Annealing behavior of severely-deformed titanium Grade 4

The static-annealing behavior and evolution of the microstructure-strength relationship of severely-deformed commercial-purity titanium Grade 4 over the temperature range of 50-850 degrees C (0.16-0.57 T-m , where T-m is the melting point) were established. The severely-deformed material was obtained via equal-channel angular pressing (ECAP) using the Conform (ECAP-C) technique at 200 degrees C to an effective accumulated true strain of 8.4. The resulting ultrafine structure was stable to 400 degrees C. The excellent thermal stability was concluded to be associated with a strain-aging effect, i.e., the enhanced diffusion of solutes within this temperature interval resulting in the formation of solute atmospheres at/near dislocations. At 450-500 'C, rapid growth of strain-free grains occurred, which eliminated the severely-deformed microstructure and promoted softening. This process was deduced to be controlled primarily by grain-boundary energy and therefore was interpreted primarily in terms of grain growth rather than discontinuous recrystallization expected in this temperature range.

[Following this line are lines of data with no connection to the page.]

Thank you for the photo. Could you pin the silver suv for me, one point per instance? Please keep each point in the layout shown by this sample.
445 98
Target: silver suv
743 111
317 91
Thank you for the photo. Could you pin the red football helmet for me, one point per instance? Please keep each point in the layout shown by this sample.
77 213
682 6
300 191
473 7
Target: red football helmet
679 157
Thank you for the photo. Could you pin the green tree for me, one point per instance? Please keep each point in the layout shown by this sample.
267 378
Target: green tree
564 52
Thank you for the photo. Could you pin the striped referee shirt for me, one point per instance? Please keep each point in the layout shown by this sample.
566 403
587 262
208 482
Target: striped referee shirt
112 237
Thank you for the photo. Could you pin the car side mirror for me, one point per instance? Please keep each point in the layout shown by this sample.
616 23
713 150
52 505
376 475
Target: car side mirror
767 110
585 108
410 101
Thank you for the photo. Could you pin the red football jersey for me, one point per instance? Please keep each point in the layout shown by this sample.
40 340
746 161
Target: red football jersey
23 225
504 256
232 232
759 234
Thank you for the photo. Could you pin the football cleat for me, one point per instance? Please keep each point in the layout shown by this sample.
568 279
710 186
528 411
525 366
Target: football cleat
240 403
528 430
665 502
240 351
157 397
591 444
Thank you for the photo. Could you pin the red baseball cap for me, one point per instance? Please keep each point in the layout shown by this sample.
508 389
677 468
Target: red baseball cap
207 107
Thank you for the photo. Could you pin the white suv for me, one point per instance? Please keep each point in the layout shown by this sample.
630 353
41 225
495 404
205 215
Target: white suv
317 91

A further increase in annealing temperature to 600 degrees C led to normal grain growth. Analysis of the microstructure-strength relationship suggested a significant influence of mechanical twinning on yield strength of the fully-annealed material. At 600 degrees C and higher temperatures, dissolution of constituent iron-rich particles was observed. This promoted a partial a alpha -> beta transformation at the temperatures noticeably below the typical beta-transus of pure titanium (similar to 880 degrees C). This phenomenon resulted in the precipitation of nanoscale beta particles which imparted substantial strengthening. Water quenching of the material annealed at 850 degrees C gave rise to a beta -> alpha' martensitic transformation. The latter process was governed by exceptionally strong variant selection and thereby provided a nearly-ideal restoration of crystallographic orientations of parent alpha-grains.